CastXML / pygccxml

pygccxml is a specialized XML reader that reads the output from CastXML or GCCXML. It provides a simple framework to navigate C++ declarations, using Python classes.
Boost Software License 1.0
129 stars 44 forks source link

Parsing can be 20x slower w/ pygccxml vs. in-memory solutions? (e.g. clang.cindex) #129

Open EricCousineau-TRI opened 3 years ago

EricCousineau-TRI commented 3 years ago

This might be closable as "Not a Problem", but figgered I'd post it here anyway.

WARNING: These benchmarks are still relatively shallow.

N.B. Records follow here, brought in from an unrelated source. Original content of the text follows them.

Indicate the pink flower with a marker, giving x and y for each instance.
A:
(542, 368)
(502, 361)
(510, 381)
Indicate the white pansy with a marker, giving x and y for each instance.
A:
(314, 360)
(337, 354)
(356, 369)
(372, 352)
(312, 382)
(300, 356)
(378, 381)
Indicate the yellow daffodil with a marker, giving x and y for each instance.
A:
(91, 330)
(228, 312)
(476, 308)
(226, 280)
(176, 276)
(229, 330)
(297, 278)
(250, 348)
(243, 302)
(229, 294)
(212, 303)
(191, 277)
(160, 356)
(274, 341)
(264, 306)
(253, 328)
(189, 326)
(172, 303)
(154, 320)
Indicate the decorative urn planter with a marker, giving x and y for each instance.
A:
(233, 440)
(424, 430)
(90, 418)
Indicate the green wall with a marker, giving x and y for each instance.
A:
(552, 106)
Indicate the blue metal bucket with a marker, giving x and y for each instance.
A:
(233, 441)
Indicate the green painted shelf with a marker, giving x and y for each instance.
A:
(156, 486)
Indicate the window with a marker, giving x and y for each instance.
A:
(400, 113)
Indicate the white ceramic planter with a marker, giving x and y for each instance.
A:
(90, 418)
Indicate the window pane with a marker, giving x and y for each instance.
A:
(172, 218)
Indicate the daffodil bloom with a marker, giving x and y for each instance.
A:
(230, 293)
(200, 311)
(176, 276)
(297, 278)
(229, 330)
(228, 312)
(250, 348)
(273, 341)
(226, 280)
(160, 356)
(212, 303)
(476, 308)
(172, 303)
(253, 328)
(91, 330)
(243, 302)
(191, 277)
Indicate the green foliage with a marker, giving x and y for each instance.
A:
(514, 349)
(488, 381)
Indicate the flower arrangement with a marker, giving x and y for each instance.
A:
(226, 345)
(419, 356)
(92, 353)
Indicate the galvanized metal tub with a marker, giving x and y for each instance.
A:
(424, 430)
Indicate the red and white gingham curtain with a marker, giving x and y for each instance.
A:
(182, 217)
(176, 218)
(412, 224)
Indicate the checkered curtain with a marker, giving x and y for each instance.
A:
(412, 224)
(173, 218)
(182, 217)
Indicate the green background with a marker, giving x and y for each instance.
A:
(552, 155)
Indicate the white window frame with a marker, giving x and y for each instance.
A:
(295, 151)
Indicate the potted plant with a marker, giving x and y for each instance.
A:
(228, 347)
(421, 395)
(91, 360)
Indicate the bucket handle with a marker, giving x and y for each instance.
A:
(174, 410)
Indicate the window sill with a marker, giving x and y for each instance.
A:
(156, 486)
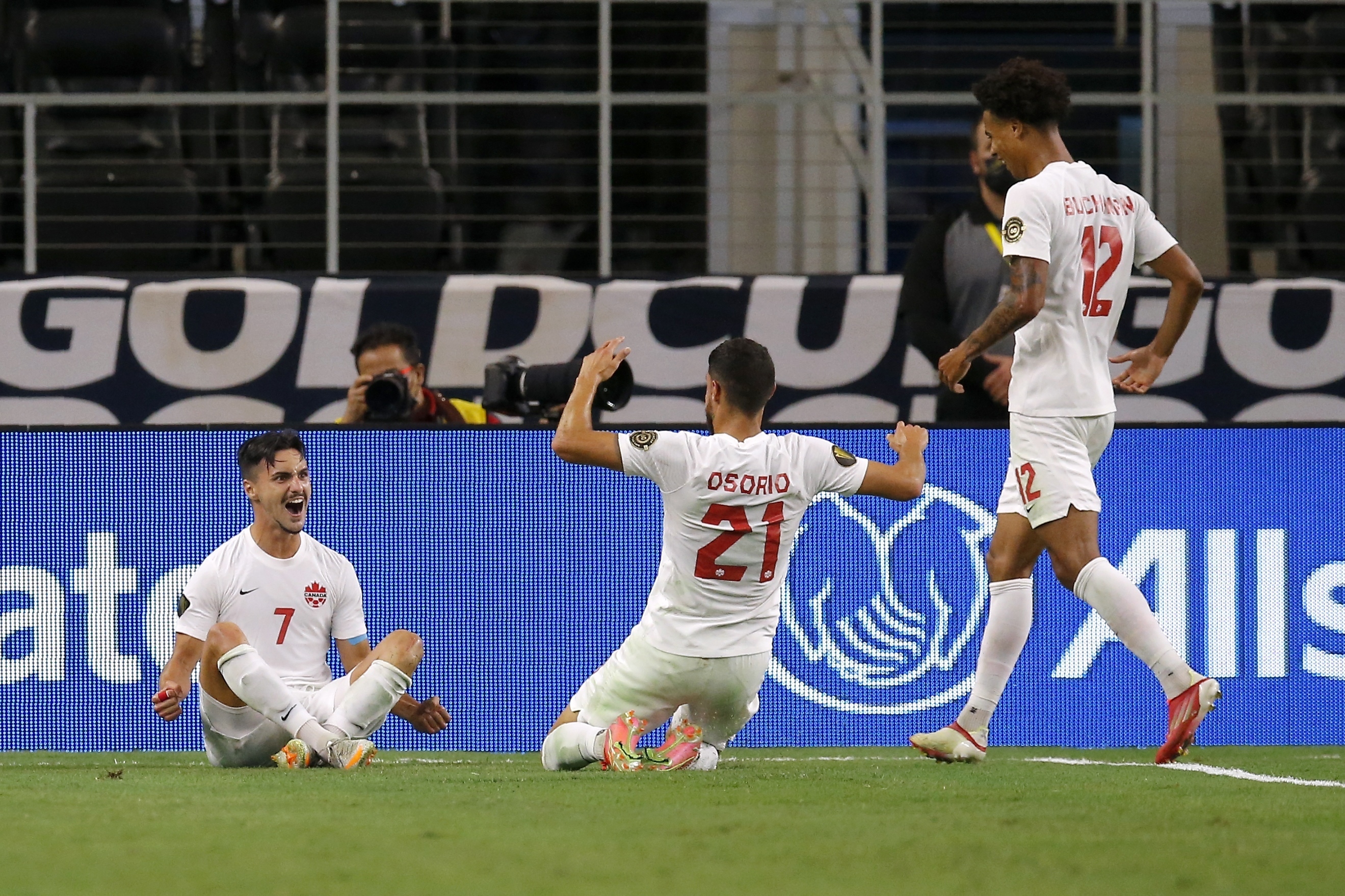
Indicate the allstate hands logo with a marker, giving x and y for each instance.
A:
(877, 621)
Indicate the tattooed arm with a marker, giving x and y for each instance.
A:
(1026, 294)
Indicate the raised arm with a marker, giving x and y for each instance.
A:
(903, 480)
(576, 441)
(175, 680)
(1022, 303)
(1148, 363)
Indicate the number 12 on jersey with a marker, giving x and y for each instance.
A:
(1097, 277)
(708, 559)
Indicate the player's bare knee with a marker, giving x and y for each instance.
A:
(1004, 566)
(404, 649)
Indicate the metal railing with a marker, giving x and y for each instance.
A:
(864, 148)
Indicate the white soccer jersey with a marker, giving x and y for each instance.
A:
(289, 610)
(731, 512)
(1091, 231)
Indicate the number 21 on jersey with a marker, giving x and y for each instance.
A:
(1097, 277)
(708, 559)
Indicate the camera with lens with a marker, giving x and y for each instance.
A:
(521, 390)
(389, 398)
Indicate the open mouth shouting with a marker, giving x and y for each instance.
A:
(295, 507)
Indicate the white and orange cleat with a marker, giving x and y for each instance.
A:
(1185, 713)
(620, 747)
(953, 743)
(350, 753)
(680, 750)
(294, 755)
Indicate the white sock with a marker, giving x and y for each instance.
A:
(706, 761)
(1007, 631)
(259, 686)
(369, 700)
(1125, 609)
(572, 746)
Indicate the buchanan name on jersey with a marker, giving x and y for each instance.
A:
(1091, 231)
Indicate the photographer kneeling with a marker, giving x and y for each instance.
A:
(390, 386)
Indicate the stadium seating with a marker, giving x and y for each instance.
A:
(390, 199)
(101, 166)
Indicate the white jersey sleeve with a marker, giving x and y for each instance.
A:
(1028, 222)
(1152, 238)
(349, 613)
(198, 609)
(662, 457)
(829, 467)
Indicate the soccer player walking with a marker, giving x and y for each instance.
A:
(732, 503)
(260, 616)
(1071, 238)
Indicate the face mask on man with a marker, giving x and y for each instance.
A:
(997, 176)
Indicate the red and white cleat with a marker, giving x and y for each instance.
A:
(1185, 713)
(620, 750)
(952, 743)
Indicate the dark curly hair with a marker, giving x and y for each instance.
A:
(388, 334)
(261, 449)
(746, 371)
(1024, 89)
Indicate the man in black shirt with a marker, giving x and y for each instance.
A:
(953, 281)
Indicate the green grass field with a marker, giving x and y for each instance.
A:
(769, 821)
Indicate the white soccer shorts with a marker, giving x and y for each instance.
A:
(1051, 461)
(239, 737)
(719, 694)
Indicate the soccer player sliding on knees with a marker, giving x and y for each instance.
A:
(1071, 238)
(732, 503)
(260, 616)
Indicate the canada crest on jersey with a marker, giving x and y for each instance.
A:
(315, 595)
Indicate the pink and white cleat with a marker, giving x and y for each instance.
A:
(1185, 713)
(953, 743)
(678, 751)
(620, 751)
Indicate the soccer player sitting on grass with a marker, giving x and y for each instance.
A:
(261, 613)
(732, 503)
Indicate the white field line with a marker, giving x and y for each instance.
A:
(1220, 772)
(818, 758)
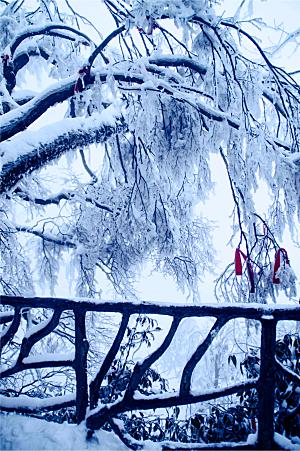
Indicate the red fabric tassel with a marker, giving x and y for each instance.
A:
(277, 263)
(239, 268)
(251, 276)
(85, 70)
(238, 261)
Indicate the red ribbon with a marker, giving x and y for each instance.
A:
(239, 267)
(5, 58)
(280, 251)
(85, 70)
(238, 261)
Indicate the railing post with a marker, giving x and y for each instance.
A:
(266, 384)
(80, 365)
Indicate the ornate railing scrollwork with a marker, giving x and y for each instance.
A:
(86, 397)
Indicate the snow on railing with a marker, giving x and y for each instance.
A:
(86, 398)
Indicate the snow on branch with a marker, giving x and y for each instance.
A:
(26, 404)
(48, 144)
(47, 30)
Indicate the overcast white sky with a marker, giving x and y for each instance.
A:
(280, 14)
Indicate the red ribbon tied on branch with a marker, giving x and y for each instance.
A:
(279, 252)
(239, 267)
(85, 70)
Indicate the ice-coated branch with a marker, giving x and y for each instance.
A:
(46, 237)
(12, 328)
(46, 30)
(43, 153)
(55, 200)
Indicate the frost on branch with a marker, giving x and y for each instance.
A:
(186, 84)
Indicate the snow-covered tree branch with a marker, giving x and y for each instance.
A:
(169, 86)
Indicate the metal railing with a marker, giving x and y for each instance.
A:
(86, 397)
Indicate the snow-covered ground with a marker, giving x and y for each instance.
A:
(23, 433)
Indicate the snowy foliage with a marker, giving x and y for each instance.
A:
(172, 84)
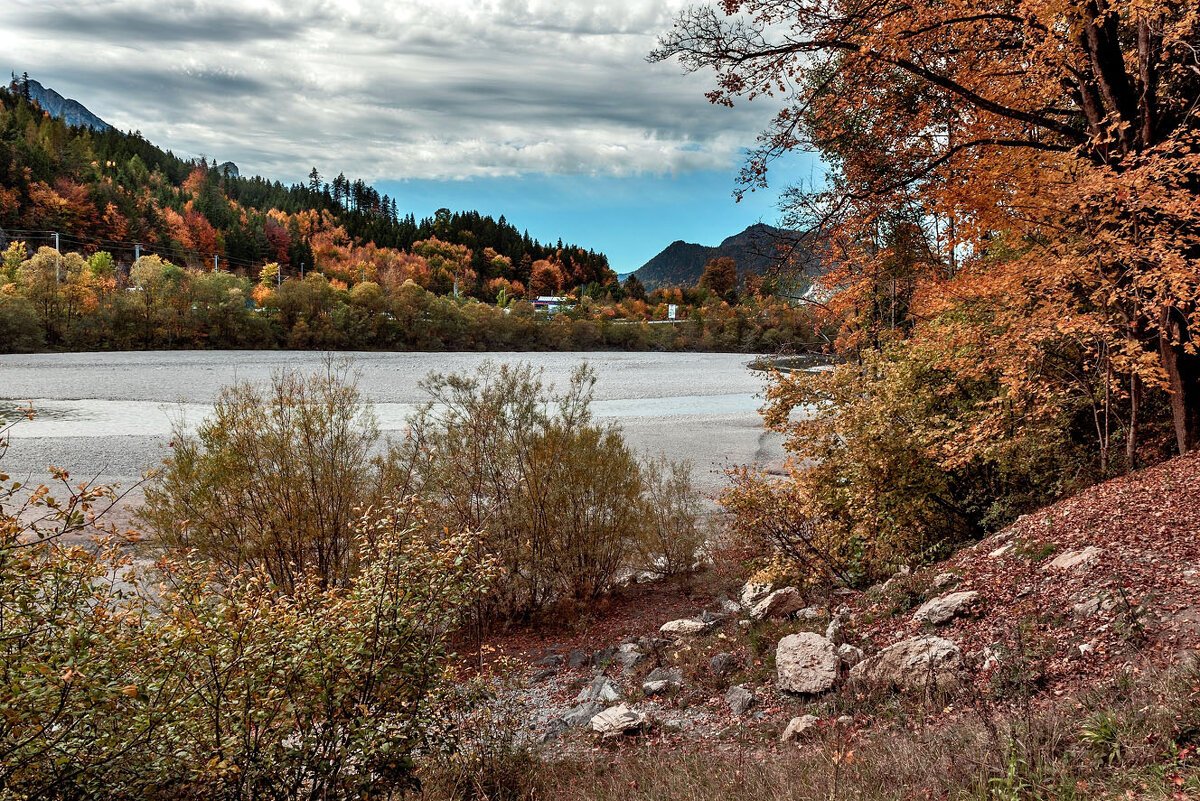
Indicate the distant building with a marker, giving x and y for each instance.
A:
(552, 303)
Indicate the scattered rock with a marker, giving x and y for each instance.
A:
(799, 728)
(629, 656)
(779, 603)
(943, 582)
(1073, 559)
(723, 664)
(582, 714)
(683, 627)
(805, 663)
(753, 592)
(945, 608)
(601, 688)
(617, 721)
(912, 664)
(850, 655)
(739, 699)
(555, 729)
(661, 680)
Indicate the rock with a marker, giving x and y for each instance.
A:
(723, 664)
(779, 603)
(943, 582)
(1003, 550)
(850, 655)
(1073, 559)
(731, 607)
(683, 627)
(739, 700)
(753, 592)
(603, 657)
(601, 688)
(1093, 606)
(912, 664)
(629, 656)
(582, 714)
(617, 721)
(799, 728)
(661, 680)
(945, 608)
(555, 729)
(805, 663)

More work would be necessary to draw meaningful conclusions for more general usage / scalability.

New Setup: pygccxml vs. clang.cindex

Tinkering more, if I turn this towards a more complex project, like CastXML itself, and I want to see the CastXML symbols itself, it takes about ~70s to load a parsed file (from scratch) for pygccxml, vs. ~3.5s for clang.cindex.

Example: https://github.com/EricCousineau-TRI/repro/blob/3c2fbae3cb0afd623a2d7909e3f77f14fd67da52/python/bindings/pygccxml_sandbox/test_castxml_scan.ipynb Uses:

Speculations for newer setup:


Old Setup: pygccxml vs. cppyy

With some simple code like this:

#include <vector>

#include <Eigen/Dense>

namespace ns {

template <typename T, typename U = int>
class ExampleClass {
public:
    std::vector<T> make_std_vector() const;
    Eigen::Matrix<U, 3, 3> make_matrix3();
};

// Analyze concrete instantiations of the given class.
extern template class ExampleClass<int>;
extern template class ExampleClass<float, float>;

}  // namespace ns

It takes about 0.60s on my machine for cppyy to parse this and allow me to print out a namespace object, whereas pygccxml (with castxml == 0.3.4) takes about 4.3s. (This is across 10 trials, only timing the parsing + retrieval routine)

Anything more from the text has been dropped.